Several substances may be released from ischemic tissues with the declamping shock that occurs during abdominal aortic aneurysm surgery. To clarify the relationship between tissue ischemia and venous endothelin-1 (ET-1) level in humans, plasma ET-1 and oxygen content in the iliac vein were measured before anesthesia, after the induction of anesthesia, after the release of the proximal and first distal clamps, after the release of the second distal clamp, and 1 hour after the second clamping.

METHODS

Prospective study.

METHODS

A University hospital.

METHODS

Seven patients who underwent abdominal aneurysmectomy and replacement with bifurcated graft.

METHODS

A 20G catheter was inserted into the radial artery for the direct measurement of blood pressure and for collecting arterial blood. An 18G, 20-cm catheter was inserted into the femoral vein for collecting venous blood from the lower extremities.

RESULTS

The arterial and venous ET-1 levels did not change after the induction of anesthesia. Immediately after the initial release of the proximal and distal clamps, venous oxygen content dramatically decreased from 11.3 to 3.6 mL/dL (vol%) with significant increases in venous ET-1 concentration from 2.3 to 4.9 pg/mL. Concomitant with the decrease in venous oxygen content, venous plasma pH and base excess decreased with increase in PCO2, suggesting that ischemic changes in tissues distal to the cross-clamp may occur during aortic clamping. Venous ET-1 levels were significantly correlated with venous oxygen content, pH, PO2, oxygen saturation, base excess, blood sodium concentration, and potassium concentration.
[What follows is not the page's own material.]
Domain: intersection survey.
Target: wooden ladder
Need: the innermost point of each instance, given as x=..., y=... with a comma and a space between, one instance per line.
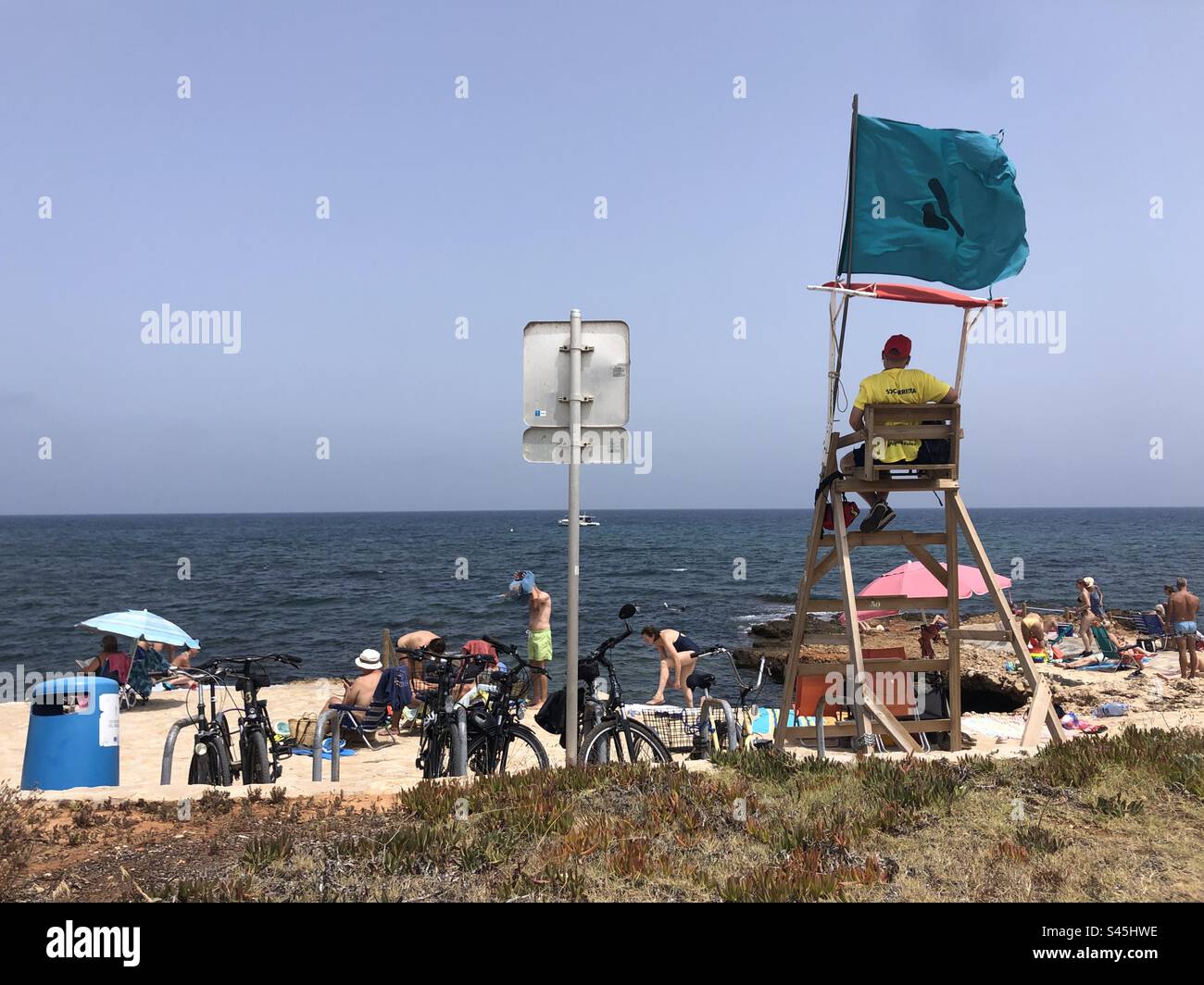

One hour after the second declamping, the venous ET-1 level remained high in comparison with the preanesthetic level, whereas the venous oxygen content returned to the preanesthetic level. There was no correlation between venous plasma ET-1 and venous plasma norepinephrine or epinephrine concentration.

CONCLUSIONS

Tissue ischemia may increase venous ET-1 levels in humans. Factor(s) other than tissue ischemia may provoke the increase in venous ET-1 that occurs after the release of the second distal clamp.